To make hay, farmers cut the grass or alfalfa in the field, let it lay flat to dry, then rake it into windrows to dry again. After it is sufficiently dry, the hay can be baled. Muhlenbeck said if hay isn’t dried properly it will begin to mold when baled, and hay with mold is unsafe for horses. If it is very wet, the compressed bales of hay can even begin to heat up as they decompose, with improperly cured hay sometimes causing barn fires.

Unlike grain crops like corn and soybeans that are sold in international markets, hay usually is used close to home. Farmers produce hay for their own animals and for neighbors. Larger producers like Muhlenbach sell the hay they produce to horse farms.

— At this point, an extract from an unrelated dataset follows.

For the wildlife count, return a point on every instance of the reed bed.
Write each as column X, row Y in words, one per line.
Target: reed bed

Leigh Presley, University of Wisconsin-Extension agriculture educator for Kenosha and Racine counties, said that according to federal data there are 122 horse farms in Kenosha County and about 1,800 horses. Those farms range from backyard owners with two or three horses to multi-million dollar farms.

Borri, who travels from farm to farm visiting clients in his practice, said horse farm owners had been getting desperate for hay in recent weeks.

“Two or three weeks ago the majority of farms were asking me ‘where can we get hay, where can we get hay.’ Everyone was getting nervous,” Borri said. “There were some big stables that only had 30 or 40 bales left.”

Drier this week

With dry weather this week, hay producers — from families baling five acres for their own livestock to farmers producing thousands of bales for sale — were working nonstop to get hay off fields.

On social media, horse owners were celebrating. Farm owners posted photos and video of hay wagons pulling into barns.

Presley said that problems producing forage are also a serious problem for dairy farmers, adding to an already terrible year in which low milk prices are driving a record number of dairy farmers to sell herds and leave the business.

She said a one-year rule change is allowing farmers to plant forage crops on fields for fall harvest without losing crop insurance. That may be some help for dairy and cattle farmers, she said, but not the equine industry because the feed types horses can digest is more limited.

“With the horse community, that flexibility to use other forage is not there,” she said.

Costs heading up

Presley said horse owners and livestock owners who have to purchase hay are likely to find higher prices and lower quality hay available. Hay that typically sells for $4.50 to $5 a bale is now selling for $8 to $10 according to local advertisements.

She said farms may have to look to other states to ship in hay, although she said the conditions hitting southeast Wisconsin are also a problem elsewhere in the Midwest.

Presley said the dry, hot weather this week is giving farmers and farm owners some hope, and Borri said the recent harvest is taking the immediate pressure off many farms. “But I think we’re going to have an issue this fall and winter,” he said.

According to Presley, the best hope for farms is that there is warm weather into the fall to allow for additional hay harvests.

“Everyone is hoping for a long, dry fall — that’s one of the remaining hopes,” she said.